We have a really old piano. It’s an upright grand from the 1880s. It has little intricate wood carvings all over it and real ivory keys. The Beast LOVES the piano. He zooms in with laser beam focus any time anyone is playing. He especially loves when Husband plays for him. He uncurls his tiny, white knuckle fists and presses down to play along. While Husband and Beast are having a good time, I find myself holding a bib under his chin in the event of some sort of projectile puke event. I picture milk rainbowing out of his mouth and seeping down in between the discoloured ivory keys. I picture the high C, where he usually sits, sticking and smelling of Alimentum and stomach acid forevermore. I picture whisking The Beast off the piano bench and vigorously stuffing Q-tips down the cracks between every key. But worst of all, I picture being upset with The Beast even though he can’t help that his teeny, tiny little body doesn’t have gravity on its side yet. I’ve thought about keeping him away from the piano, but there is just no way I would ever do that.

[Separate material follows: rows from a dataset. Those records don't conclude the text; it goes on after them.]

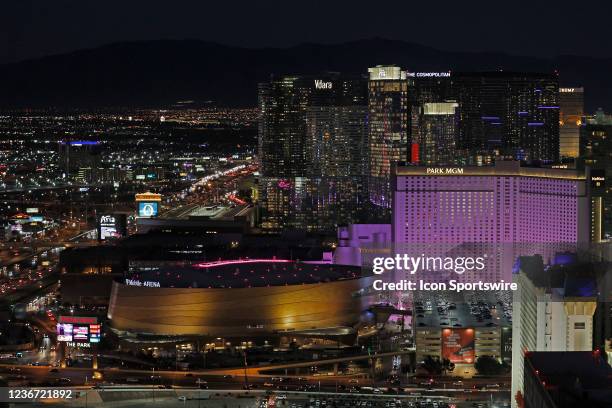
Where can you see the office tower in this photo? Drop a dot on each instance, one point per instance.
(510, 114)
(513, 115)
(503, 211)
(312, 150)
(387, 129)
(552, 311)
(80, 158)
(595, 148)
(571, 110)
(437, 133)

The piano belonged to my nanny. She was a cranky old bag who hated music. I was never allowed to touch the piano, so whenever I went there as a kid, I would hang out in the hallway with her Chow Chow named Su Fang and just stare at it. One day, I had the idea that I would touch one key. Then I would silently pet Su Fang 100 times between his weird, little, triangle ears. If Nanny didn’t yell at me, I would touch one more key. I would continue to do this until I got in trouble. My theory was if I pressed the keys far enough apart, then the sounds wouldn’t be considered music. Apparently Nanny was of the John Cage school of thought because after two notes that were precisely 100 dog pets apart, she sent my mother in to tell me to stop.
After Su Fang died, (RIP Su Fang. If you meet the Baby Whisperer in heaven, tell her I hate her big, stupid book.) Anyway, after Su Fang died, Nanny moved to an apartment and much to my surprise and delight, she offered the piano to my mother. We snatched it up instantly and the piano lessons began not a second later. By the end of the first year of lessons, I was tearing ‘The Happy Farmer’ and ‘God Save the Queen’ a new arse hole. I played that piano every single frigging day. And no one EVER told me to stop. I always made sure to play extra loud when Nanny came over for supper.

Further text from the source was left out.